# Python Interoperability - SUBPROCESS

### Definition

"The subprocess module allows you to spawn new processes, connect to their input/output/error pipes, and obtain their return codes."

### Functions
* __run__:  Run the command described by args. Wait for command to complete, then return a CompletedProcess instance.[1](https://docs.python.org/3/library/subprocess.html#subprocess.run)
* __check_output__: Run command with arguments and return its output. [2](https://docs.python.org/3/library/subprocess.html#subprocess.check_output)
* _peopen_: Execute a child program in a new process. [3](https://docs.python.org/3/library/subprocess.html#subprocess.Popen)


### Shell commands Recap

* __ls__: List information about files in a certain directory
* __du -sh__: Calculates size of a directory
* __find . ! -name 'file.txt' -type f -exec rm -f {} +__: Remove all files in current directory except for "file.txt"

### Task
Remove all unnecessary files from a specific folder recursively except for structure (.pdb) and sequence (.fasta) files.

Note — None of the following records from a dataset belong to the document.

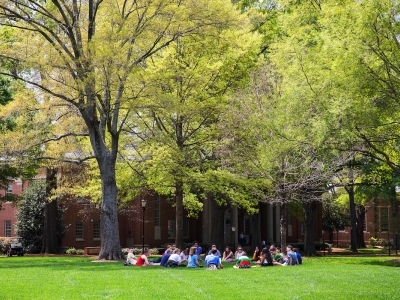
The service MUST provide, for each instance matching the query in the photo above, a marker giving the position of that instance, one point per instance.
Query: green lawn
(70, 277)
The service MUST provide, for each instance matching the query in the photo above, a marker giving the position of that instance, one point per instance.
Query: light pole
(143, 202)
(234, 237)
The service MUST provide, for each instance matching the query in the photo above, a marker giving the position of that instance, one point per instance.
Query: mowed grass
(70, 277)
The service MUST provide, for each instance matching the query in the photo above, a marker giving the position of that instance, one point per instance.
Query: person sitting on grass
(278, 257)
(242, 262)
(227, 255)
(185, 255)
(175, 259)
(213, 246)
(142, 260)
(165, 257)
(291, 257)
(213, 261)
(193, 261)
(299, 258)
(131, 259)
(257, 254)
(239, 252)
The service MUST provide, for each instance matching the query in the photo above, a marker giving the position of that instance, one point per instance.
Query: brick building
(215, 224)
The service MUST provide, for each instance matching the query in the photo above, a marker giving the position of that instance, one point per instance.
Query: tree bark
(217, 224)
(283, 228)
(50, 241)
(179, 214)
(309, 221)
(360, 226)
(353, 221)
(110, 242)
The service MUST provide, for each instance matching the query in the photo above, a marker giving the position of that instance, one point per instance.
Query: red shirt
(140, 261)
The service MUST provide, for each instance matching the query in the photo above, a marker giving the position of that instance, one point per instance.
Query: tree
(88, 58)
(189, 83)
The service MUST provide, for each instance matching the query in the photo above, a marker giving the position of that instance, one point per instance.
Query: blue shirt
(299, 259)
(212, 259)
(198, 250)
(217, 254)
(164, 259)
(292, 255)
(192, 261)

Structure files are defined as:
[four-letter-code] _ chain _ [one-letter-code].pdb - 1u9a_chain_A.pdb

Sequence files are defined as:
[four-letter-code] _ chain _ [one-letter-code].fasta - 1u9a_chain_A.fasta

In [None]:
# IMPORT PACKAGES
import os
import subprocess

# DEFINE CONSTANTS
CURRENT_FOLDER = os.getcwd()
DATA_FOLDER = os.path.join(CURRENT_FOLDER,"data")


def organiser(folder):
    # READS ORIGINAL SIZE OF THE DATA
    original_size = subprocess.check_output(f"du -sh {folder}", shell=True)
    original_size = original_size.decode('ascii')
    
    # LIST ALL FOLDERS IN DATA folder
    output_ls = subprocess.check_output(f"ls {folder}", shell=True)
    # TRANSFORM TEXT OUTPUT FROM output_ls TO A PYTHON LIST
    parsed_output_ls = [item.strip().decode('ascii') for item in output_ls.split()]
    
    # REMOVE ALL FILES EXCEPT FOR FILES WITH THE FOLLOWING NAME PDBCODE_chain_CHAIN.fasta and PDBCODE_chain_CHAIN.pdb
    for entry in parsed_output_ls:
        pdb_code = entry.split("_")[0]
        chain = entry.split("_")[1]    
        subprocess.run(f"find {folder}/{pdb_code}_{chain} ! \\( -name '{pdb_code}_chain_{chain}.fasta' -o -name '{pdb_code}_chain_{chain}.pdb' \\) -type f -exec rm -f {{}} +", shell=True)
    
    # READS SIZE OF folder AFTER REMOVING UNWANTED FILES
    final_size = subprocess.check_output(f"du -sh {folder}", shell=True)
    final_size = final_size.decode('ascii')
   
    
    print(f"Before: {original_size}")
    print(f"After: {final_size}")
    return True
    
organiser(DATA_FOLDER)


### Task
Plot sizes for all sub folders.

[Seaborn](https://seaborn.pydata.org/)

In [None]:
# IMPORT PACKAGES
import matplotlib.pyplot as plt
import seaborn as sns


def plot_data_size(folder):
    # READS ORIGINAL SIZE OF THE DATA
    output_ls = subprocess.check_output("ls -lh {}".format(DATA_FOLDER), shell=True)
    parsed_output_ls = [item.strip() for item in output_ls.decode('ascii').split('\n')]
    
    # GET ALL SIZES AND POPULATE WITH DICTIONARY
    folder_size_dict = dict()
    for entry in parsed_output_ls[1:-1]:
        folder_name = entry.split()[-1]
        folder_size = float(entry.split()[4][:-1])
        folder_size_dict[folder_name] = folder_size
    
    # PLOT FILE SIZES
    plt.figure(figsize=(9,7), dpi=300)
    sns.barplot(x=list(folder_size_dict.keys()), y=list(folder_size_dict.values()))
    # ROTATE LABELS ON AXIS X
    plt.xticks(rotation=90)
    return True

plot_data_size(DATA_FOLDER)